Using this notation we can now also define the semantics of an existential: $I \vDash \exists x, \phi(x)$ if and only if there is at least $d \in D_I$ such that $I \vDash \phi[d]$
OK, with all that in place, we can prove what you want to prove:
Consider any interpretation $I$ and any formula $\phi(x)$. We have:
$I \vDash \neg \forall x, \phi(x)$
if and only if (by semantics of $\neg$)
it is not the case that $I \vdash \forall x, \phi(x)$
if and only if (by semantics $\forall$)
it is not the case that for all objects $d \in D_I$: $I \vDash \phi[d]$
if and only if (by pure logic!!!)
there is some object $d \in D_I$ for which it is not the case that $I \vDash \phi[d]$
if and only if (by semantics $\neg$)
there is some object $d \in D_I$ for which $I \vDash \neg \phi[d]$
if and only if (by semantics $\exists$)
$I \vDash \exists x, \neg \phi(x)$
Obviously, the second equivalence between $\neg \exists$ and $\forall \neg$ can be proven similarly ... a good exercise for you to do.

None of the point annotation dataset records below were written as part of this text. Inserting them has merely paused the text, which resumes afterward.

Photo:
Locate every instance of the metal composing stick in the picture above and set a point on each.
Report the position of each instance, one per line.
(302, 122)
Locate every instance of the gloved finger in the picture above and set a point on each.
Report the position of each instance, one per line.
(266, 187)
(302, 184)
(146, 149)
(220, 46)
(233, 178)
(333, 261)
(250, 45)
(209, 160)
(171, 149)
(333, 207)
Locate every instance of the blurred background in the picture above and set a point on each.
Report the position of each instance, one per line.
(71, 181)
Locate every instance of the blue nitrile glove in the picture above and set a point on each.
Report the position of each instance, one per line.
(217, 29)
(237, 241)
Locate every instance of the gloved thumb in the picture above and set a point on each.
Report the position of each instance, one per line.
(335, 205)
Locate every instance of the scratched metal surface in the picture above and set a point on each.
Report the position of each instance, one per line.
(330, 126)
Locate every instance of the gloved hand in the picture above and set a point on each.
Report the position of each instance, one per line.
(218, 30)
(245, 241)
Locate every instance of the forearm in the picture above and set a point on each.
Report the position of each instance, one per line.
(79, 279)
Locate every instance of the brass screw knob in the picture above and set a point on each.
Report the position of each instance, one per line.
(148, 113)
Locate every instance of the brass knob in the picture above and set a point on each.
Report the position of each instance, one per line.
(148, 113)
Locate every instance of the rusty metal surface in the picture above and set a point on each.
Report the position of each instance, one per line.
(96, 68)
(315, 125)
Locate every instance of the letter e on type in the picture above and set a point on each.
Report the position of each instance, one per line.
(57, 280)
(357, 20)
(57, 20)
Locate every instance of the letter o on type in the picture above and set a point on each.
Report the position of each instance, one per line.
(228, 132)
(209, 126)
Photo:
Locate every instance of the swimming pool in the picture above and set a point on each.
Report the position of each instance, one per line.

Now, even if the technical details go a little over your head, I think that you will still understand that what I just did should works for any interpretation defined over any domain, whether finite or not, and whether countable or not, because what I did made no assumptions about the nature of the domain whatsoever.
Also note that if you were to use an uncountable domain, you couldn't even use a unique constant symbol for each individual object from the domain, since there are uncountable objects in the domain, but classical logic assumes only countably many symbols. So that's another reason to clearly separate between the objects of the domain on the one hand, and the language of logic that you can use to talk about that domain on the other hand.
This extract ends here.